SELECT [LAST] selectExpr [, selectExpr] ...
    [INTO intoItem [, intoItem] ...]
    FROM prefixPath [, prefixPath] ...
    [WHERE whereCondition]
    [GROUP BY {
        ([startTime, endTime), interval [, slidingStep]) |
        LEVEL = levelNum [, levelNum] ... |
        TAGS(tagKey [, tagKey] ... )
        VARIATION(expression[,delta][,ignoreNull=true/false])|
        SERIES(expression,[keep>/>=/=/</<=]threshold[,ignoreNull=true/false])|
        SESSION(timeInterval)
    }]
    [HAVING havingCondition]
    [ORDER BY sortKey {ASC | DESC}]
    [FILL ({PREVIOUS | LINEAR | constant})]
    [SLIMIT seriesLimit] [SOFFSET seriesOffset]
    [LIMIT rowLimit] [OFFSET rowOffset]
    [ALIGN BY {TIME | DEVICE}]

Syntax Description

SELECT clause

  • The SELECT clause specifies the output of the query, consisting of several selectExpr.
  • Each selectExpr defines one or more columns in the query result, which is an expression consisting of time series path suffixes, constants, functions, and operators.
  • Supports using AS to specify aliases for columns in the query result set.
  • Use the LAST keyword in the SELECT clause to specify that the query is the last query. For details and examples, see the document Last Query.
  • For details and examples, see the document Select Expression.

INTO clause

  • SELECT INTO is used to write query results into a series of specified time series. The INTO clause specifies the target time series to which query results are written.
  • For detailed instructions and examples, see the document SELECT INTO.

FROM clause

  • The FROM clause contains the path prefix of one or more time series to be queried, and wildcards are supported.
  • When executing a query, the path prefix in the FROM clause and the suffix in the SELECT clause will be concatenated to obtain a complete query target time series.

WHERE clause

  • The WHERE clause specifies the filtering conditions for data rows, consisting of a whereCondition.
  • whereCondition is a logical expression that evaluates to true for each row to be selected. If there is no WHERE clause, all rows will be selected.
  • In whereCondition, any IOTDB-supported functions and operators can be used except aggregate functions.
  • For details and examples, see the document Where Condition.

GROUP BY clause

  • The GROUP BY clause specifies how the time series are aggregated by segment or group.
  • Segmented aggregation refers to segmenting data in the row direction according to the time dimension, aiming at the time relationship between different data points in the same time series, and obtaining an aggregated value for each segment.
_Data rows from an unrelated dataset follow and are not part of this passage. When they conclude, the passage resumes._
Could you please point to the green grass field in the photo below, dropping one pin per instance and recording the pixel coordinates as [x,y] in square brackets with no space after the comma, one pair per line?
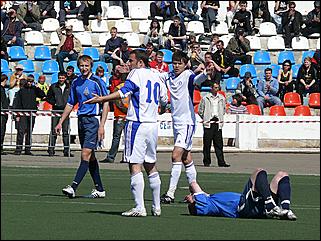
[33,207]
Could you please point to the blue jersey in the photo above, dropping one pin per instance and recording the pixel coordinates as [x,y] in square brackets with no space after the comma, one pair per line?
[82,90]
[223,204]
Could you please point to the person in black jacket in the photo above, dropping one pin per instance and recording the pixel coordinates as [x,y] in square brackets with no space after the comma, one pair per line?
[4,106]
[25,99]
[57,96]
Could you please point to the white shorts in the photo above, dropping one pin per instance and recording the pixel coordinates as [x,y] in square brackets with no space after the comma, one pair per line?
[140,142]
[183,136]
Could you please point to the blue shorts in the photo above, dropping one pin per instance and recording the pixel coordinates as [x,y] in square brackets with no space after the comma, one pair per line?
[250,205]
[88,131]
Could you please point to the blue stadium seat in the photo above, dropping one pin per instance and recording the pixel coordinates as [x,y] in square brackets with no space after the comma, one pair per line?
[248,67]
[74,64]
[92,52]
[284,55]
[5,66]
[167,55]
[28,66]
[16,53]
[262,57]
[308,53]
[102,64]
[42,53]
[50,67]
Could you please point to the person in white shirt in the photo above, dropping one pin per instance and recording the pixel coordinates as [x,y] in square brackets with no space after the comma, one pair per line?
[146,92]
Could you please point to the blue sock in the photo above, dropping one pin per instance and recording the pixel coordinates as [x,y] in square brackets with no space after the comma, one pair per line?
[284,192]
[94,172]
[81,172]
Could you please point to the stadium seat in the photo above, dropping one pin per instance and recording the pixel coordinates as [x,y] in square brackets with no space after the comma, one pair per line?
[16,53]
[300,43]
[276,43]
[291,99]
[92,52]
[314,100]
[168,54]
[5,66]
[286,55]
[28,66]
[132,39]
[50,24]
[73,63]
[98,26]
[50,67]
[42,53]
[253,109]
[302,110]
[231,83]
[308,53]
[102,64]
[267,29]
[139,12]
[196,27]
[115,12]
[103,37]
[85,38]
[248,67]
[277,110]
[262,57]
[34,37]
[255,42]
[123,26]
Currently only segmentation by time intervalgroup by variationgroup by series and group by session is supported, and more segmentation methods will be supported in the future.
  • Group aggregation refers to grouping the potential business attributes of time series for different time series. Each group contains several time series, and each group gets an aggregated value. Support group by path level and group by tag two grouping methods.
  • Segment aggregation and group aggregation can be mixed.
  • For details and examples, see the document Group By Aggregation.

HAVING clause

  • The HAVING clause specifies the filter conditions for the aggregation results, consisting of a havingCondition.
  • havingCondition is a logical expression that evaluates to true for the aggregation results to be selected. If there is no HAVING clause, all aggregated results will be selected.
  • HAVING is to be used with aggregate functions and the GROUP BY clause.
  • For details and examples, see the document Aggregation Result Filtering.

ORDER BY clause

  • The ORDER BY clause is used to specify how the result set is sorted.
  • In ALIGN BY TIME mode: By default, they are sorted in ascending order of timestamp size, and ORDER BY TIME DESC can be used to specify that the result set is sorted in descending order of timestamp.
  • In ALIGN BY DEVICE mode: arrange according to the device first, and sort each device in ascending order according to the timestamp. The ordering and priority can be adjusted by ORDER BY clause.
  • For details and examples, see the document Order By.

FILL clause

  • The FILL clause is used to specify the filling mode in the case of missing data, allowing users to fill in empty values ​​for the result set of any query according to a specific method.
  • For details and examples, see the document Fill Null Value.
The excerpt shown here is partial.